Eso sí, ninguno de los países de la OTAN que seguían votando y sancionando a Rusia, se atrevían a mandar tropas para no provocar un ataque directo de los rusos, pero estaban dispuestos a arriesgar la vida del último ucraniano; mientras que el presidente Joe Biden estaba dispuesto a arriesgar la seguridad energética de toda Europa, como si fuera su continente.
Mientras tanto, en las calles estadounidenses todo lucía normal con los ajetreos diarios del tráfico, la pandemia casi quedaba atrás y las reuniones familiares y con amigos ya eran parte de la vida diaria. Por su parte, el gobierno angelino había levantado la última restricción sobre el uso de mascarillas en espacios interiores y los estadounidenses finalmente respiraban libertad después de dos años.
Pero solo bastaba poner las noticias en el televisor o conectarse a las redes sociales para recordar las atrocidades de la guerra: que Vladimir Putin, el presidente de Rusia, era un ser “diabólico” contra un país que simplemente quería ser “libre y demócrata”, según los medios occidentales. Así que muchos internautas no se cansaban de condenar y personalizar la guerra del presidente ruso y hasta cambiaban su muro de Facebook con la banderita azul y amarillo, en símbolo de apoyo hacia los ucranianos.
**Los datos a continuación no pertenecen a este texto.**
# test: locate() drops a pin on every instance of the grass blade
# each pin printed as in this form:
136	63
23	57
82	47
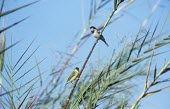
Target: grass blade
16	9
6	28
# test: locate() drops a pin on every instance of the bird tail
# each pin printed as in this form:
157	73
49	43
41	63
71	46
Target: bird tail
103	39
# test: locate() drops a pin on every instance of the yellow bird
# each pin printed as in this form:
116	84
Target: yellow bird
73	75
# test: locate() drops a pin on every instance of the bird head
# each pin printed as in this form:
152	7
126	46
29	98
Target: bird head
92	28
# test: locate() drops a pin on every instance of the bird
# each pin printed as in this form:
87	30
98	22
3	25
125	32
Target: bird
73	75
97	34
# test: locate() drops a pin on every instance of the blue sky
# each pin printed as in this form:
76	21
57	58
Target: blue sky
55	23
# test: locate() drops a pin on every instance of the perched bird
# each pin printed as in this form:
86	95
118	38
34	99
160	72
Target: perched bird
73	75
96	34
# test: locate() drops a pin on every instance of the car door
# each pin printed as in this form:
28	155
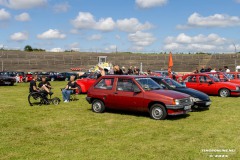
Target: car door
124	97
191	82
205	85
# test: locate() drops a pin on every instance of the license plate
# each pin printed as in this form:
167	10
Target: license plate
208	103
187	107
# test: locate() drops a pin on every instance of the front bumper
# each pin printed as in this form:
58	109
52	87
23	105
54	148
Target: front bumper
89	100
203	104
235	92
178	109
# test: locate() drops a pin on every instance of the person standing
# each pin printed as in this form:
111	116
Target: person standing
130	71
33	84
226	69
45	85
213	70
203	70
69	89
118	70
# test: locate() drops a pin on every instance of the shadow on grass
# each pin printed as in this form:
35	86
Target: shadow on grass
142	114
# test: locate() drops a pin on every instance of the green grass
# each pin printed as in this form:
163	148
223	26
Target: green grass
73	131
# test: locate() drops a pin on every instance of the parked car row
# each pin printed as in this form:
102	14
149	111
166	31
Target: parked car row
51	76
157	95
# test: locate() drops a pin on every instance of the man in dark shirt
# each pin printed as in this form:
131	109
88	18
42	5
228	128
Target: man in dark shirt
33	85
117	70
44	83
69	89
203	70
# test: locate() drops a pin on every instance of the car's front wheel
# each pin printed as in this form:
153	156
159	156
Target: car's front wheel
224	92
98	106
158	112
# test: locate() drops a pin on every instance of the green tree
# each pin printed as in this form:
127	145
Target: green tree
28	48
La gente no recordaba que todo el temor sobre una Tercera Guerra Mundial que se vivió con el expresidente republicano Donald Trump. Ahora lo estábamos viviendo con el presidente demócrata Joe Biden, a quien le bastó solo un año para iniciar una guerra, que ponía contra la pared a una de las potencias nucleares más poderosas del mundo. Pero nadie decía nada sobre la participación estadounidense ni de la OTAN, todo se reducía a Putin el “diabólico”. La gente estaba convencida de que el presidente ruso se estaba “volviendo loco” y que un buen día, al despertar, se había levantado con la idea, sin mayor razón, de simplemente decidir la invasión a Ucrania.
La fiebre llegó a tal grado que un señor de la tercera edad, cuando platicaba en un parque con sus amigos, decía que si Putin se le paraba enfrente le rompía toda su “maraca” (lo golpearía); mientras en el Congreso estadounidense un político republicano dejaba ver que era necesario asesinar al presidente ruso.
En ese momento no había espacio para el razonamiento en Estados Unidos, pues si una persona intentaba explicar un contexto histórico y datos recientes que involucraban también a Estados Unidos y a la OTAN como responsables del conflicto, inmediatamente la convertían en “agente de Rusia”, y si esa persona era inmigrante, le decían que mejor se fuera a Rusia a vivir.
Para asegurarse de que la gente de Occidente nada más recibiera la versión de un solo lado de la guerra, los gobiernos europeos y estadounidense cortaron la señal de los medios rusos incluso por internet. De esa forma, las personas no recibirían ningún otro argumento que no fuera el de los medios masivos de información occidentales. A ellos se habían unido las redes sociales como Facebook, plataforma que no permite expresar violencia en los muros de las personas, pero en esta ocasión, si era contra los rusos, curiosamente era permitido. La gente normalizó todo eso, o por lo menos no manifestaba abiertamente su inconformidad porque podía ser señalada.
Desafortunadamente, donde los estadounidenses más pegaban de gritos no era por las víctimas de la guerra, por los millones de refugiados o por la gente que sufría de hambre o se encontraba en extrema pobreza debido a la pandemia. Los enfados se desataban cuando la gente iba a llenar su tanque de gasolina y se daba cuenta de que el galón (3.7 litros) por el que antes del 24 de febrero pagaba 3.50 dólares, ahora tendría que desembolsar el doble, casi $7.
Era en ese momento cuando los estadounidenses maldecían a Putin si eran demócratas; y si eran republicanos, condenaban a Biden. Pero solo en ese contexto, cuando el precio de la gasolina los “unía”, es que ambos pedían el fin de la guerra.
Agustín Durán es editor de Metro del diario La Opinión en Los Ángeles.